Red Miso Meatballs

Red Miso Meatballs

To say that these meatballs were a success in my house is a huge understatement.  I had bought some grass-fed beef intending to make bolognese sauce but had to change the plan and eliminate the pasta last-minute. I didn’t have the ingredients for my usual meatballs so I scanned my fridge to see what the options were. My eyes landed on the red miso and I thought its deep, salty umami flavor would be a perfect complement to ground beef. When most people think of miso they think of white miso, which is what you would make a traditional sushi-restaurant miso soup with. Red miso, however, is saltier and more intense in flavor. You can make soup with it too, but it’s also good for glazes, braises and recipes that call for deeper flavors. Not all miso is made from only soybeans. There are some that incorporate rice, and some that blend soy and grains, so read the labels if you have dietary restrictions. If you are looking for  soy-free miso there are some made from chickpeas and barley. I also use fish sauce in the mix, an ingredient that not everybody has in their pantry. You can substitute soy sauce instead, but I would recommend starting with one teaspoon, cooking off a bit of the mix to taste and then adding the second if it’s not too salty.

Slow cooked vegetables are also folded into the meat mix, like carrots, onion and garlic that have sweat out and become buttery and soft. This adds sweetness and helps the meatballs stay tender.  Both girls cleaned their plates, asked for seconds and requested that I make them again right away.

These meatballs are so savory and flavorful that a sauce wasn’t necessary. They are great with some sautéed bok choy or chinese broccoli and rice, or as a snack or lunch with cucumbers tossed in sesame oil, rice wine vinegar and soy sauce, but honestly we end up eating them with whatever is around. I even send my eldest daughter to school with them for lunch.

Red Miso Meatballs

Yield: about 28 meatballs

2 medium carrots, chopped

1 red onion, peeled, root removed and quartered

1 tablespoon grass-fed beef tallow, olive oil, or vegetable oil

3 cloves garlic, peeled and smashed with the back of a knife

1 bay leaf

3 sprigs thyme

1 pound grass-fed ground beef

1 large egg

2 heaping rounded tablespoons red miso

2 teaspoons fish sauce (or soy sauce)

1. Preheat oven to 425F

2. Place carrots and onion in a bowl of a food processor and pulse until vegetables are finely chopped.

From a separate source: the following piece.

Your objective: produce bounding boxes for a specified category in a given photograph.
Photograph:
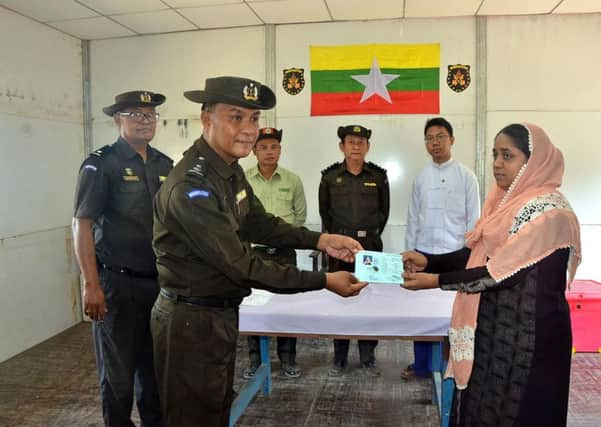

3. Add your fat or oil to a medium-sized saucepan with a lid. Dump in the finely chopped vegetables, garlic, bay and thyme. Heat on medium until vegetables begin to sizzle. Cover and cook, until vegetables are melted, soft and buttery, about 10-15 minutes, stirring often. If your pan is too large, the vegetables will want to burn so watch the heat and if you need to, add a splash of water. If your heat is too high, they will brown before they cook. What you are trying to do is cook them slow and low so that the water cooks out of them first, and then they start to caramelize so the sweetness will start to concentrate.

4. In a large bowl combine ground beef, vegetable mixture and all remaining ingredients. Mix well with a wooden spoon or gloved hand so that the miso is fully incorporated into the ground beef, no chunks of it remain and the mixture is slightly sticky.

5. Drop rounded heaping tablespoon sized balls on to a baking sheet about 1 inch apart and bake for 10 minutes.

6. Let cool slightly, remove meatballs from tray and serve. Don’t be afraid to take a piece of bread and sop up all the fatty delicious juices that have leached out!